Aquella mañana León Valderas se había levantado de muy mal yogurt. Estaba como indignado, muy indignado. No le gustaba la sociedad de su tiempo. Ni siquiera el pensar que siempre había sido la misma le produjo el mínimo alivio.
Todo lo contrario: se reafirmó en sí mismo concretando que pese a todo lo sucedido en el pasado, si en algo se habían superado quienes en la actualidad la formaban, era en cómo fastidiar al vecino. Indignado y de esta guisa, notaba en el correr por sus venas no ríos de sangre, sino de indignación.
En su rebelión constante sentía la necesidad de lanzar exabruptos contra aquella división societaria cuya linde estaba configurada por irascibles meandros de egoísmo.
Una de sus riberas estaba formada por unas agrestes rocas que en dientes de sierra estaba habitada por quienes estaban dispuestos a lanzarse a unas aguas cuyos posibles peligros ignoraban, mientras su mayor anhelo era el de ser dueños de sí mismos. Y al mismo tiempo, llenos de temor ante un objetivo en el que cifraban su esperanza, pero confiados en las manos ajenas de cuyo esfuerzo necesitaban.

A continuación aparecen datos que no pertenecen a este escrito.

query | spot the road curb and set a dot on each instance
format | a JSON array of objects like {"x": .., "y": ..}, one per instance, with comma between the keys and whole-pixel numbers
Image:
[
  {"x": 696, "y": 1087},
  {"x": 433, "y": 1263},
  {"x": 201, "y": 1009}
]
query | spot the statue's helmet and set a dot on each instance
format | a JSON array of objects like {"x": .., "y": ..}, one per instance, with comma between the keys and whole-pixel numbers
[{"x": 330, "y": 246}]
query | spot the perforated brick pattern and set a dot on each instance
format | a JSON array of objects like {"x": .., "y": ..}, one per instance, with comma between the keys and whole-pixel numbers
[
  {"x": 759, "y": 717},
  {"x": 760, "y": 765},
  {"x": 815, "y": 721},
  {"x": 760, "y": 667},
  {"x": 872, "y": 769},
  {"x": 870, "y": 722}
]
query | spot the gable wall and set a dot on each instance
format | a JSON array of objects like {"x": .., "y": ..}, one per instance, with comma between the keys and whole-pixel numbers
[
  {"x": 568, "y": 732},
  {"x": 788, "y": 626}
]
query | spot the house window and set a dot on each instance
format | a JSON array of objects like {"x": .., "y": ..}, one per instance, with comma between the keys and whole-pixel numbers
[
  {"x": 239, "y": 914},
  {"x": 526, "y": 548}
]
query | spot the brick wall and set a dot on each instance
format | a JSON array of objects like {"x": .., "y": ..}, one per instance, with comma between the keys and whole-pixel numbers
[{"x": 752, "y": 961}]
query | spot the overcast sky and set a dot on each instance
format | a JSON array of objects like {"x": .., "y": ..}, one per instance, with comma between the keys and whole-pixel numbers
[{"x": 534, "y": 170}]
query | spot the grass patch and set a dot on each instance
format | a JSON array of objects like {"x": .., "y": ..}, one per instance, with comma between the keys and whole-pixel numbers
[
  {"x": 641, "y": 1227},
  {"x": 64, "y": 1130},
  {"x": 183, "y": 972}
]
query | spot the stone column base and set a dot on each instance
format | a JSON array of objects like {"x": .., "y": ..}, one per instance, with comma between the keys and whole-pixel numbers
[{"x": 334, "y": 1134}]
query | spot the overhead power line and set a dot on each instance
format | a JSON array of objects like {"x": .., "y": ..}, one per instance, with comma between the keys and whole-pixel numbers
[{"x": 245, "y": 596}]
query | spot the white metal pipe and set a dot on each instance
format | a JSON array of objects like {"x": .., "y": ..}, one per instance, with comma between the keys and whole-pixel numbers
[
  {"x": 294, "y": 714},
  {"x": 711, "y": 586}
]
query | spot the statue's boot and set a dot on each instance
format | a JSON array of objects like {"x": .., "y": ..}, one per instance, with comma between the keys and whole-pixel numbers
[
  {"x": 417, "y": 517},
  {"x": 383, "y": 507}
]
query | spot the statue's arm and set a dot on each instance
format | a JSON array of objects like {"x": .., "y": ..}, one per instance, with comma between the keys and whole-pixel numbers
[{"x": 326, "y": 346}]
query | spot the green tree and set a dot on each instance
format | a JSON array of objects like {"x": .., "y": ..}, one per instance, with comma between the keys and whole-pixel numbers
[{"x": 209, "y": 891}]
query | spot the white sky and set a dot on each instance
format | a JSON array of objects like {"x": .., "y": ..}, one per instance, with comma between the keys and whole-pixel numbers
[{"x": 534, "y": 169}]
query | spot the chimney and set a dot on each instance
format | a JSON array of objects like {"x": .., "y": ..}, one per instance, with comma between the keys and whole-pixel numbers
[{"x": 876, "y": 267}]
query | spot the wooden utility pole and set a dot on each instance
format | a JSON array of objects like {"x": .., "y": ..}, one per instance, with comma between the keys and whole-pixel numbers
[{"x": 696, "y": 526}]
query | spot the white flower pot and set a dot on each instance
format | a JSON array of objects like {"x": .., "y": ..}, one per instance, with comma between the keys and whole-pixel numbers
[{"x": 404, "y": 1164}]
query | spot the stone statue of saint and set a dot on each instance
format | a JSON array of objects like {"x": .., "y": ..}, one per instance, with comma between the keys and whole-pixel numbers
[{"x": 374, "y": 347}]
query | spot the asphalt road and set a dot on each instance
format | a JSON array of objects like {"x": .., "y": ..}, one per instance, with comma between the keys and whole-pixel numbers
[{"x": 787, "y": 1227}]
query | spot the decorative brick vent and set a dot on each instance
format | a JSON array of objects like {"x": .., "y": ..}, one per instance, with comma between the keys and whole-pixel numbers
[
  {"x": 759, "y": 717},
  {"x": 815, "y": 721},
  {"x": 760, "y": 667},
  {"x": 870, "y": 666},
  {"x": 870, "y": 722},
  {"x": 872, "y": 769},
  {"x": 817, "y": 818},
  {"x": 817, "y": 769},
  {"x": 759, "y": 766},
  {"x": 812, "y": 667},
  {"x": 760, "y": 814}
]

La otra parte del río, más amplia, formaba un extenso prado que servía de cobijo a quiénes preferían asegurar allí su cómoda estancia, sin ningún temor, convencidos de que llegado el caso, el tablón salvador lo tenían garantizado con el esfuerzo de sus manos.
Era tal la indignación de León Valderas ante aquel paisaje de probable ebullición, que de inmediato apareció lo que temía.
Una enorme avenida caída de negros nubarrones montes atrás, como otras muchas veces, arrasó tan solaz imaginería y el sálvese quien pueda atronó en el paisaje en furioso vendaval.
León Valderas, indignado, nada pudo hacer, pues en aquel choque entre riberas, en aquella huida hacia adelante estandartes en mano cual seña de pánico, se hundió un pasadizo de trampas en cuyo estruendo, e igualmente como siempre, perecieron junto a los débiles quienes confiaban en el tablón.